A Brief Introduction to Linux Virtual Cluster

According to the project website, Linux Virtual Server (LVS) is a highly scalable and highly available server built on a cluster of real servers. The architecture of server cluster is fully transparent to end users, and the users interact with the cluster system as if it were only a single high-performance virtual server.

Much of the information is taken from the book “The Linux Enterprise Cluster” by Karl Cooper and the Project Website.

This diagram is taken from the project website which explain very clearly the purpose of this project.

The Linux Virtual Server  (LVS) accepts all incoming client computer requests for services and decides which one in the cluster nodes will reply to the client. Some naming convention used by the LVS community

  1. Real Server refers to the nodes inside the an LVS Cluster
  2. Client Computer refers to computer outside the LVS Cluster
  3. Virtual IP (VIP) address refers to the IP address the Director uses to offer services to client computer. A single LVS Director can have multiple VIPS offering different services to client computerx. This is the only IP that the client computer needs to know to access to.
  4. Real IP (RIP) address refers to the IP Address used on the cluster node. Only the LVS Director is required to know the IP Addresses of this node
  5. Director IP (DIP) address refers to the IP address the LVS Director uses to connect to the RIP network. As requests from the client computer comes, they are forwarded to the client PCs. the VIP and DIP can be on the same NIC
  6. Client IP Address (CIP) address refers to the IP address of the client pc.

 

A. Types of LVS Clusters

The types of LVS Clusters are usually described by the type of forwarding method, the LVS Director uses to relay incoming requests to the nodes inside the cluster

  1.  Network Address Translation (LVS-NAT)
  2. Direct routing (LVS-DR)
  3. IP Tunnelling (LVS-TUN)

 According to the Book “The Linux Enterprise Cluster by Karl Cooper”, the best forwarding method to use with a Linux Enterprise Cluster is a LVS-DR. The easier to build is LVS-NAT. The LVS-TUN is generally not in use for mission critical applications and mentioned for the sake of competencies.

  

A1. LVS-NAT Translation

 

 In a LVS-NAT setup, the Director uses the Linux kernel’s ability (from the kernel’s filter code) to translate IP Addresses and ports as packets pass through the kernel.

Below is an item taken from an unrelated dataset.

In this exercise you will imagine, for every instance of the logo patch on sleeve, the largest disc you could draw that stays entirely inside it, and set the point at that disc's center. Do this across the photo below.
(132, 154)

From the diagram above, the client send a request and is sent to the Director on its VIP. The Director redirects the request to the RIP of the Cluster Node. The Cluster Node reply back via its RIP to the Director. The Director convert the cluster node RIP into the VIP owned by the Director and return reply to the client.

Some basic notes on the LVS-NAT

  1. The Director intercepts all communication from clients to the cluster nodes
  2. The cluster nodes uses the Director DIP as their default gateway for reply packets to the client computers
  3. The Director can remap network port numbers
  4. Any operating system can be used inside the cluster
  5. Network or the Director may be a bottleneck. It is mentioned that a 400Mhz can saturate a 100MB connection
  6. It may be difficult to administer the cluster node as the administrator must enter the cluster node via the Director. Of course you can do a bit of network and firewall configuration to circumvent the limitation

 

A2 LVS-DR (Direct Routing)

s

In a LVS-DR setup, the Director for towards all the incoming requests to the nodes inside the cluster, but the nodes inside the cluster send their replies directly back to the client computer.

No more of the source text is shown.